Official police figures show 20,289 fewer offences were reported in 2011 compared with 2010.
A total of 406,056 crimes were reported last year - the lowest figure in 15 years.
Sexual assaults rose by about 15%, with about 450 more people going to police in 2011.
Reports of crimes classed as dangerous activity that endangers the community rose 14%, with 120 more cases reported last year.
The number of murders fell from 46 in 2010 to 39 last year, while theft was down by about 1500 cases.
Assaults fell 5% to 2237 offences, while illegal drug cases dropped about 10% to 20,000, led by a fall in cannabis offences.
Property damage and environmental pollution offences fell 11%, while harassment and abduction cases fell 8.5%.
Robbery and extortion offences fell more than 7%.
Crime in Canterbury fell by about 22%, while Auckland City (up 8.3%) and Waikato (up 1.7%) were the only two regions to record increases. Crime in Southland fell about 13% and Northland dropped 10.5%.
Deputy Police Commissioner Mike Bush says while they are pleased reported crime is dropping, there is still a way to go. Officers will continue targeting areas that need attention including vehicle thefts and burglaries.

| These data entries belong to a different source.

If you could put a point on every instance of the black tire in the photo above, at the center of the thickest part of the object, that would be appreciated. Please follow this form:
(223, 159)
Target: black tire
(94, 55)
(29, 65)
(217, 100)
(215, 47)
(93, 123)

Mr Bush says police have campaigned to make people feel more comfortable about reporting sexual crimes and does not believe the actual incidence of sexual crimes has increased.
Police say for the first time in a decade, family violence is levelling off. Mr Bush says police and other agencies have run similar campaigns to encourage the reporting of this type of violence.
Official figures on this will be released in the middle of the year.
Quakes affect crime rate
Police in Canterbury say the 22% drop in crime reflects the impact of the region's earthquakes.
District commander Superintendent Gary Knowles says they have established neighbourhood policing teams but residents have also shown a greater willingness to report crime.
Mr Knowles says the central city was traditionally a prominent location for alcohol and disorder offences, but since it is now closed following the devastating February quake that has contributed to a drop in crime of 41% in the area.
Auckland crime up during Rugby World Cup
The Rugby World Cup created a spike in crime figures for Auckland City.
Police say public order offences increased by just over 15% due largely to liquor ban breaches. Nearly 1000 more of these offences were recorded in 2011 than in the previous year.
Police say half of the increase happened during the New Zealand-hosted tournament in September and October. There were also more officers in the city actively enforcing various liquor bans.